Pour conclure, je dirais que la sensation est un élément presque essentiel dans un film, et qu’il y a de nombreux moyens de la représenter. On peut même se demander si pour être attaché émotionnellement à un film, il ne faudrait pas obligatoirement y ressentir des choses… Je finirais donc en citant Victor Cherbuliez qui disait « Les sensations tiennent plus de place dans notre existence que les pensées.
- D’autres extraits encore proposés par Alix :
La scène d’ouverture du film ”Gravity” d’Alfonso Cuaron propose au spectateur la sensation de vertige notamment par : le vide sonore (un bourdonnement sourd), la caméra flottante qui permet un rapprochement et l’éloignement des personnages ainsi que des retournements de la caméra et enfin un balai des corps (fluidité, lenteur) où l’on peut retrouver des personnages à l’envers.

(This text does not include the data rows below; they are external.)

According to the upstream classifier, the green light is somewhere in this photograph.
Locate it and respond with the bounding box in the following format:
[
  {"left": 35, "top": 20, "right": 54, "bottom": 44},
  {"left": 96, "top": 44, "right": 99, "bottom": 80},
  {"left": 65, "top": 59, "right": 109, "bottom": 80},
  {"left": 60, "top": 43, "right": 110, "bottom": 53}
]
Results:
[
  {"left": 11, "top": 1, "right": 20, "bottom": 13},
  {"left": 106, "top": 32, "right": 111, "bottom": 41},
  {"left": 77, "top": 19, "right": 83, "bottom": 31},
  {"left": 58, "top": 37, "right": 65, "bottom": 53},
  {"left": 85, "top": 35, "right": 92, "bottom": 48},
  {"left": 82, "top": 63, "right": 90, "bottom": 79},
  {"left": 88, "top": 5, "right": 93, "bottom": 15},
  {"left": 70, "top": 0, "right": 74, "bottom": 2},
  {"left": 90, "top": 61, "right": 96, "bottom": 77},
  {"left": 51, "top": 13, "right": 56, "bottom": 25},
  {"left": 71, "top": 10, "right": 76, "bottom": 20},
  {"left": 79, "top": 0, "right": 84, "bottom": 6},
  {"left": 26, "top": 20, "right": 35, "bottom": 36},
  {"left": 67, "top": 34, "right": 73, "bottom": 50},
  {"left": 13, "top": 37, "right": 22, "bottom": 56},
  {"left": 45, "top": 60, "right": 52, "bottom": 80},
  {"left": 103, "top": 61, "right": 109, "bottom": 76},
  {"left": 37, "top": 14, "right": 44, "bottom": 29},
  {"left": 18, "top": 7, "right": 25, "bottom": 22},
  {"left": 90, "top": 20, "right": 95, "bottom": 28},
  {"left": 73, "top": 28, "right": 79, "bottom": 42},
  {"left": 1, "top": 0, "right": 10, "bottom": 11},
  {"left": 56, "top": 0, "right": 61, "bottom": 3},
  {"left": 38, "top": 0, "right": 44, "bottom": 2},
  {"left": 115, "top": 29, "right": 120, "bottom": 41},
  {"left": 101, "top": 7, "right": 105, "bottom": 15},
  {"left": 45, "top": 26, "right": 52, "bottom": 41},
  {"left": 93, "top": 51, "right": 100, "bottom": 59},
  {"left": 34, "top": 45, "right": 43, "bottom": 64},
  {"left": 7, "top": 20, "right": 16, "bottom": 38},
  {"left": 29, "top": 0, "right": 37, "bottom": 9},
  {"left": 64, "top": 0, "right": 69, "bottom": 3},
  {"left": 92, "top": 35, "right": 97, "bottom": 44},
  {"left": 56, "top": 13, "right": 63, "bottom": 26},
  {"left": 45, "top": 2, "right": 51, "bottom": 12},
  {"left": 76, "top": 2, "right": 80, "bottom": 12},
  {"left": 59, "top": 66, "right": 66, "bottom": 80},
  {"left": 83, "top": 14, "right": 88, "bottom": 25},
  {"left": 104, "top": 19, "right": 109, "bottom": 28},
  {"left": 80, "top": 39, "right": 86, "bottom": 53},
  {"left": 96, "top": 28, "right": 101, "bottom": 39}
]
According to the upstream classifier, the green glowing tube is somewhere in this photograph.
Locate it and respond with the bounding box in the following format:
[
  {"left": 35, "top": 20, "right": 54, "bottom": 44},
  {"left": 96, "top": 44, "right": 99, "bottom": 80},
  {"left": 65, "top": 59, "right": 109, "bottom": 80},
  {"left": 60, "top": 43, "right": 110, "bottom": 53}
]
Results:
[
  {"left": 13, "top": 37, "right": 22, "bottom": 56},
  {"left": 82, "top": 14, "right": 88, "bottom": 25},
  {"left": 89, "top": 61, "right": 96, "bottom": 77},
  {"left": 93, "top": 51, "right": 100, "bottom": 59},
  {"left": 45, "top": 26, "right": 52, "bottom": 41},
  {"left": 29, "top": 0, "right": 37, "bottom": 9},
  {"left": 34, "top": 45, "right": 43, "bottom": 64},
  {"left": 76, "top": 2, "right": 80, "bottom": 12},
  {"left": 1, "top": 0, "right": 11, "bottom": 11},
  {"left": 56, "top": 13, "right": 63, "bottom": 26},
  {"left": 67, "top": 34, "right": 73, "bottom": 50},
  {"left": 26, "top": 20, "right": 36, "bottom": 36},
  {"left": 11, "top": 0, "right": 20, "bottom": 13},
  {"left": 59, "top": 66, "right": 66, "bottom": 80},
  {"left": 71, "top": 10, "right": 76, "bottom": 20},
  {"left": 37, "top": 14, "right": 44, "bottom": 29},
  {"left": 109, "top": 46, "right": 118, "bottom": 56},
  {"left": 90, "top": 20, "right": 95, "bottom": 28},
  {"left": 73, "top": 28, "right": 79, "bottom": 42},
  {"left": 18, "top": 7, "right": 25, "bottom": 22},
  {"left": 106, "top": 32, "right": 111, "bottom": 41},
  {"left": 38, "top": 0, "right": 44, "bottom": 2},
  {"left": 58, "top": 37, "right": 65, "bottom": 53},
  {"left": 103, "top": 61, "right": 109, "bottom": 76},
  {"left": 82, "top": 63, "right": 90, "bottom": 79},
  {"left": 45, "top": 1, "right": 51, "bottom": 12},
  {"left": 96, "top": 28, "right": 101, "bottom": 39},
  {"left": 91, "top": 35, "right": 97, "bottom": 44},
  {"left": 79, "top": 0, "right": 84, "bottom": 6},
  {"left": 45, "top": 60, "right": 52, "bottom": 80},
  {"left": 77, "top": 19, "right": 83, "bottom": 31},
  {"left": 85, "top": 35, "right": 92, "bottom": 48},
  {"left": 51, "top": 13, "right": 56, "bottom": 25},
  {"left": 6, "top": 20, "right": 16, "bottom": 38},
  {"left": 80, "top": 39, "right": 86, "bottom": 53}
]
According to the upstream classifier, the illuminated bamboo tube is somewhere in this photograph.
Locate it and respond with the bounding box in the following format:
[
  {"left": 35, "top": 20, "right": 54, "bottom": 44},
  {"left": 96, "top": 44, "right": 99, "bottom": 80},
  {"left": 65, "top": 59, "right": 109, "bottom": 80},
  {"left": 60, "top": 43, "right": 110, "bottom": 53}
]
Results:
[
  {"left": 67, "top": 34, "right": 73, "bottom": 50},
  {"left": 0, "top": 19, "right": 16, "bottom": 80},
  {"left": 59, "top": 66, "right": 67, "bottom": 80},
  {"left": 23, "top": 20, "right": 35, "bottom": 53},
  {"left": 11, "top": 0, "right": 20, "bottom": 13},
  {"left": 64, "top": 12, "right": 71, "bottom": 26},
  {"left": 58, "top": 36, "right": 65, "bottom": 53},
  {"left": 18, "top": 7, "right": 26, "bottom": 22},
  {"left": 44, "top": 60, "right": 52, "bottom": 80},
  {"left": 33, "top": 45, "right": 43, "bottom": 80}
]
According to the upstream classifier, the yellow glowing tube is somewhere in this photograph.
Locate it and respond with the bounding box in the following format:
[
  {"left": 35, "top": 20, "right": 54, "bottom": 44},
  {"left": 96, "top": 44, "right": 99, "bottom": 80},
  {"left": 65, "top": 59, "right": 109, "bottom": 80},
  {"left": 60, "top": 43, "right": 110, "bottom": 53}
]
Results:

Ces choix de mise en scène de Alfonso Cuaron, le réalisateur, permettent de créer la sensation de vertige. La sensation n’est pas à confondre avec les émotions, notamment dans ce passage la peur, la panique ou le stress.
De plus, un extrait du film ”Phantom Thread” de Paul Thomas Anderson mettait en scène la sensation de toucher grâce à des gros plans, des plans longs qui suivent le mouvement de la main du couturier Reynolds Woodcock mais aussi grâce à une dimension sonore continue (son de caresse d’un tissu).